Discussion et décision

  1. Après avoir examiné les arguments écrits des parties et entendu leurs plaidoiries orales lors de l'audience devant nous, je suis arrivé à la conclusion que l'appel doit être accepté ; Je vais donc suggérer à mon ami et collègue que nous le fassions.
  2. Comme indiqué, le litige entre les parties porte sur la question de savoir si l'accord a été légalement annulé par le vendeur lors de l'envoi de l'avis d'annulation. Il semble qu'il n'y ait aucun doute que, dans les circonstances de l'affaire, les acheteurs ont violé l'accord en ne payant pas le solde de la contrepartie avant la date limite fixée dans le contrat, et après l'expiration de la période de grâce (c'est-à-dire jusqu'au jeudi 28 octobre 2011).  Il n'y a pas non plus de contestation que le vendeur a envoyé immédiatement un avis d'annulation pour cette infraction (dès le dimanche 31 octobre 2021), sans accorder aux acheteurs une extension pour corriger la violation.  Dans cette situation, il est possible de concentrer la discussion sur la question de savoir si, à la suite de la violation des acheteurs, le vendeur avait le droit d'annuler l'accord manuellement, ou s'il était tenu d'accorder une prolongation aux acheteurs avant d'exercer ce droit d'annulation.  Une réponse selon laquelle le vendeur est tenu d'accorder une prolongation signifie que l'avis d'annulation a été donné illégalement, et dans tous les cas, l'annulation en vertu de celui-ci n'a pas effet.  Cela suffit à accepter l'appel.  Je vais donc me concentrer sur deux questions principales : premièrement, est-ce que le non-paiement du solde de la contrepartie dans les délais constitue une violation fondamentale de l'accord (sinon, une prolongation est requise en vertu des dispositions pertinentes de la loi) ; etdeuxièmement, dans la mesure où il s'agit effectivement d'une violation fondamentale, de savoir si, dans les circonstances de l'affaire, insister sur le droit d'annuler immédiatement sans accorder de prolongation constitue un manque de bonne foi (de sorte qu'une prolongation est requise en vertu du devoir de bonne foi).

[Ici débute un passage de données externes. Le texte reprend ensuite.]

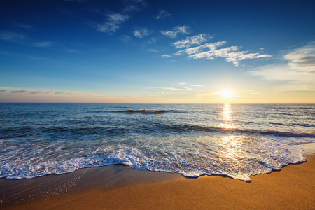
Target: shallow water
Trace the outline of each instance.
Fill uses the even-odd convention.
[[[305,161],[314,104],[0,104],[0,177],[123,164],[249,180]]]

Comme cela sera détaillé ci-dessous, ma position est que le non-paiement du solde de la contrepartie à temps constitue effectivement, comme le prétend le vendeur, Violation fondamentale D'accord de l'Accord, conformément aux dispositions de l'article 18 de l'Accord, qui définit cet engagement comme un « engagement fondamental ».  Cependant, même si cela constitue une violation fondamentale, dans les circonstances particulières de l'affaire devant nous, le vendeur aurait dû accorder une prolongation aux acheteurs avant d'annuler le contrat, en vertu du principe de bonne foi.  Ainsi, en substance, dans le contexte du retard survenu dans la production du formulaire 4 par le vendeur, qui constitue également une violation fondamentale de l'accord, et qui a conduit à la création d'incertitudes quant à la manière dont l'accord continuera d'exister, y compris en ce qui concerne les dates qui y sont fixées ; Compte tenu de la proximité significative du délai séparant la date limite et le paiement du solde de la contrepartie ainsi que la date d'annulation de l'accord, ce qui indique que l'insistance sur le droit d'annulation a été faite avec précision et minutie ; Et compte tenu du court délai supplémentaire dont les acheteurs avaient besoin pour payer les fonds.  Comme une telle prolongation n'a pas été accordée, l'accord a été annulé illégalement.  Par conséquent, comme je l'ai noté plus haut, je suis d'avis que l'appel doit être accepté.  C'est l'essence même de ma position - voici les détails.